Sports enthusiasts can also peruse a section of the museum dedicated to Vancouver’s professional sports teams (Vancouver Canucks, Vancouver Whitecaps, and BC Lions). Interestingly, from December 2017 till May 2019, the museum had a unique temporary exhibit honouring the late-night sports television program, Sports Page, which was a nightly staple for Vancouver sports fans from 1977 till 2001. Beck was involved with the planning and organizing of the Sports Page exhibit and has fond memories. “That exhibit remains one of my favourites for a few reasons,” he states. “One, I grew up watching Sports Page and was a huge fan of the show, so working on this brought back tons of great memories and I learned a lot about the show that I didn’t know prior.”
Beck gathered material for the exhibit by interviewing over 50 Sports Page alumni (on-air hosts to off-camera staff). Some of the people included Barry Macdonald, Don Taylor, Mike Hall, Dave Randorf, Trevor Henderson, and others—who all shared incredible stories. “Then getting all the alumni to gather for the exhibit opening, which turned into a big Sports Page reunion for many who hadn’t seen one another in decades in some cases. I just remember looking around the exhibit and seeing people hugging and reuniting everywhere you turned—it really was special.”
Although the museum has had to adjust to the pandemic—including being closed for several months when lockdowns had begun in March 2020—the museum is continuing to work the best they can under the current provincial health guidelines. Recent new exhibits include the Greg Moore Gallery honouring the late race car driver, and Maple Ridge native—who died in a tragic car crash in October 1999. As well, there is the Vancouver 2010 Gallery for people wanting to relive all the exciting moments from the 2010 Winter Olympics. The classic Hall of Champions exhibit is dedicated to BC Sports Hall of Fame inductees. Another special exhibit is “Paddles Up!” as it merges the BC Sports Hall of Fame and the Canadian International Dragon Boat Festival Society to celebrate sport and diverse cultural expression in BC. Other notable exhibits include the special Terry Fox and Rick Hansen Galleries, and the Indigenous Sports Gallery which honours and celebrates Indigenous and First Nations athletes.

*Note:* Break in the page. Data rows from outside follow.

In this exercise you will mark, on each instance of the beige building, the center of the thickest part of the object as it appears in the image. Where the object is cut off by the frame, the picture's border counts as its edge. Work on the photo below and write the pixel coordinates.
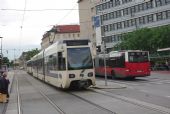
(86, 12)
(60, 32)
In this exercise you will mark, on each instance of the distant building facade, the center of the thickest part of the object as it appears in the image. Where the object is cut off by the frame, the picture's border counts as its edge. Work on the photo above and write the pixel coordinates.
(60, 32)
(86, 13)
(121, 16)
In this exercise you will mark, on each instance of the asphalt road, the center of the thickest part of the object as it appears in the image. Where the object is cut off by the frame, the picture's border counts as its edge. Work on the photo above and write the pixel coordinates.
(149, 95)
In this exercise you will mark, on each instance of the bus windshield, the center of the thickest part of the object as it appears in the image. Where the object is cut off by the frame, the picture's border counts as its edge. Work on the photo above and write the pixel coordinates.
(138, 56)
(79, 58)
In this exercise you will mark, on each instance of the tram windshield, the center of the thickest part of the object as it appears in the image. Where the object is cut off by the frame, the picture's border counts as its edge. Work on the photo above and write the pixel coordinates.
(79, 58)
(138, 57)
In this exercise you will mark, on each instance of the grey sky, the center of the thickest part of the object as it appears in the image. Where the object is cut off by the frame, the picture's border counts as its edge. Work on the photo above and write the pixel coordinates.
(39, 17)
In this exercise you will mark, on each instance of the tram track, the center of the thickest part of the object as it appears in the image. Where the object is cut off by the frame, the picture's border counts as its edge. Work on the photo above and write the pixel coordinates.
(6, 104)
(92, 103)
(56, 107)
(157, 108)
(150, 106)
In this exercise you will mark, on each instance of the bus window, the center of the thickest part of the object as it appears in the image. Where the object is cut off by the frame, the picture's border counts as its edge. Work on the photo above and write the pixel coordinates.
(138, 56)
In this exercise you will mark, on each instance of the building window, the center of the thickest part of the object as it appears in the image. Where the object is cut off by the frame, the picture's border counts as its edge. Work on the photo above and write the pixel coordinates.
(111, 27)
(141, 7)
(117, 2)
(158, 3)
(132, 21)
(118, 14)
(168, 14)
(149, 5)
(126, 11)
(167, 1)
(119, 25)
(126, 23)
(150, 18)
(141, 20)
(159, 16)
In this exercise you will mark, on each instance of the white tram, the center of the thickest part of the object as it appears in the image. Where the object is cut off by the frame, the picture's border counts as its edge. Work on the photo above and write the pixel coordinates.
(65, 64)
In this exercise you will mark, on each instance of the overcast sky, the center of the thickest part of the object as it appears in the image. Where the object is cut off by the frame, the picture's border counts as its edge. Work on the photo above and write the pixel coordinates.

Lastly, Beck states that of all the many exhibits at the BC Sports Hall of Fame, one that stands out for him is the Indigenous Sports Gallery: “I really like our Indigenous Sport Gallery because it was a truly collaborative gallery working with Indigenous sport leaders and peoples from across BC. It was groundbreaking, the first permanent gallery devoted to Indigenous sport in North America, possibly the world. We highlighted many Indigenous athletes and stories that were not well known but should be and some are much more so now because of it. The opening of the gallery was probably the most emotional I’ve experienced; it was just unbelievable.”